EDITORIAL: York City Police need to roll up rink troublemakers

York Dispatch

York City kids need activities to keep them off the street and out of trouble.

We hear that all of the time, and for the most part we agree with it.

But one activity – Roll 'R' Way Family Skating Center's "bargain nights" – seems to be having the opposite effect.

Neighbors of the Vander Avenue facility – including one city councilwoman – said every Sunday juveniles flood their streets after the rink's 9:30 p.m. closing time, vandalizing property and terrorizing residents.

Some of the neighbors, who said the problem has been going on for months, attended a recent council meeting to ask for help – and warned "something bad is going to happen" if they don't get it.

To be clear: What they are describing isn't a group of boisterous youths, just a little too loud and a bit hyper after a night out with friends.

These kids are looking for trouble, plain and simple.
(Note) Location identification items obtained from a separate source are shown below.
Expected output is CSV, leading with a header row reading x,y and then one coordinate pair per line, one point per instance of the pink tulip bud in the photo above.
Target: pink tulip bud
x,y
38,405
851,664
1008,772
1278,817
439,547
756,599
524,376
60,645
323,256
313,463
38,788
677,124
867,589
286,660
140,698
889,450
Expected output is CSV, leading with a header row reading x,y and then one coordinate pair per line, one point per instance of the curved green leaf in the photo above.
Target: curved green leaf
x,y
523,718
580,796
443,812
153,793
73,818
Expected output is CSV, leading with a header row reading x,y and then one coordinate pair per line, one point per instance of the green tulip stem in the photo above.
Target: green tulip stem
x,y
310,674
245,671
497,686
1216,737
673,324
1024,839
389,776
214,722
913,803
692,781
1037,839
They hurl rocks at residents and their homes and walk down the middle of the street shouting obscenities.

"I'm terrified," said William Bolt, who showed council members a golf ball-sized stone thrown at his head about three weeks ago.

Anita Banks, whose windows have been broken several times by flying rocks, said she's worried some of her neighbors "are going to react, and they're going to react violently."

Councilwoman Carol Hill-Evans, who lives in the neighborhood, confirmed the activity, and Councilman Michael Helfrich went to the neighborhood on a recent Sunday to assess the situation for himself.

He said he saw a few dozen kids walking in the middle of the street, harassing motorists and yelling "all sorts of things that you wouldn't say in church."

Even the owner of Roll 'R' Way, Frank Quintin, acknowledged a handful of his Sunday crowd "caused choas" on their way home, although he added the vast majority are "great kids."

Some want the council to use city nuisance ordinances to shut down the rink's bargain nights – but that hardly seems fair to the 200 to 400 kids who know how to behave.

Before it comes to that – or something worse – we think city police should step in. After all, they know exactly where and when the trouble is occurring.

Let's arrest these particular kids when they damage property or assault residents with rocks.

Take them in when they threaten others or disturb the peace.

Hold them – and their parents – responsible for their actions.

We have a feeling that will take care of the problem in short order.